4. Zum Enteignungsbescheid:

Gemäß § 36 Abs. 2 StraßenG entscheidet die Behörde unter sinngemäßer Anwendung des Eisenbahnenteignungsgesetzes 1954, BGBl. Nr. 71 (i.d.F. BGBl. Nr. 137/1975) über die Notwendigkeit, den Gegenstand und Umfang der Enteignung, wobei auch auf die Wirtschaftlichkeit der Bauausführung Bedacht zu nehmen ist. Im vorliegenden Fall kann dahingestellt bleiben, ob die Zustimmungsfiktion des § 42 AVG auch eine vom Antragsteller des Verwaltungsverfahrens begehrte Enteignung deckt (bejahend etwa hg. Erkenntnis vom 13. November 1994, Zl. 91/07/0139; eher ablehnend hg. Erkenntnis vom 23. Mai 1975, Slg.Nr. 8830 /A). Im Enteignungsverfahren ist nämlich nur mehr zu prüfen, ob die Enteignung der für die Realisierung des Straßenbauvorhabens vorgesehenen Grundstücke im beantragten Umfang erforderlich ist (hg. Erkenntnis vom 11. Oktober 1994, Zl. 94/05/0202, m.w.N.). Nicht einmal in der Beschwerde behauptet der Beschwerdeführer, daß gerade sein Grundstücksstreifen für die Verwirklichung des im straßenrechtlichen Baubewilligungsverfahren bewilligten Vorhabens nicht erforderlich wäre.

Die behauptete Verletzung der Bestimmung des § 36 Abs. 1 zweiter Satz StraßenG liegt nicht vor, weil der (erfolglose) Versuch durch die von der Mitbeteiligten aufgenommene (bei der belangten Behörde am 11. Juni 1993 eingelangte) Niederschrift ausgewiesen ist. Das Gesetz verlangt aber nicht den Nachweis, sondern nur die Glaubhaftmachung dieses Versuches einer Vereinbarung; dem Erfordernis der Glaubhaftmachung wurde im eingangs wiedergegebenen Schreiben vom 30. Juli 1993 Rechnung getragen.

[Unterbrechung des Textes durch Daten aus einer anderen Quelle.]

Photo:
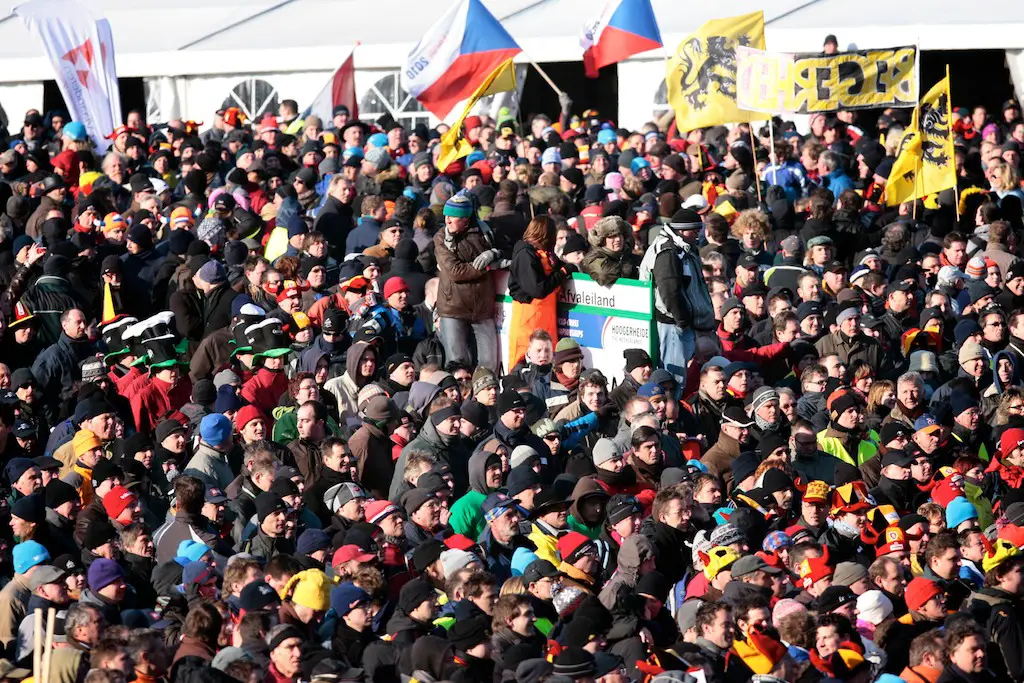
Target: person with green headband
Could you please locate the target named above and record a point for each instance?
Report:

Jedenfalls kann der Verwaltungsgerichtshof auch bezüglich der Enteignung keine Rechtswidrigkeit des angefochtenen Bescheides erkennen.

Die Beschwerden erwiesen sich daher insgesamt als unbegründet, sodaß sie gemäß § 42 Abs. 1 VwGG abzuweisen waren.

Der Ausspruch über den Aufwandersatz gründet sich auf die §§ 47 ff VwGG i.V.m. der Verordnung BGBl. Nr. 416/1994, insbesondere deren Art. III Abs. 2. Dem Rechtsträger der belangten Behörde konnte aber nur in einem Falle Aufwandersatz für die Aktenvorlage zugesprochen werden.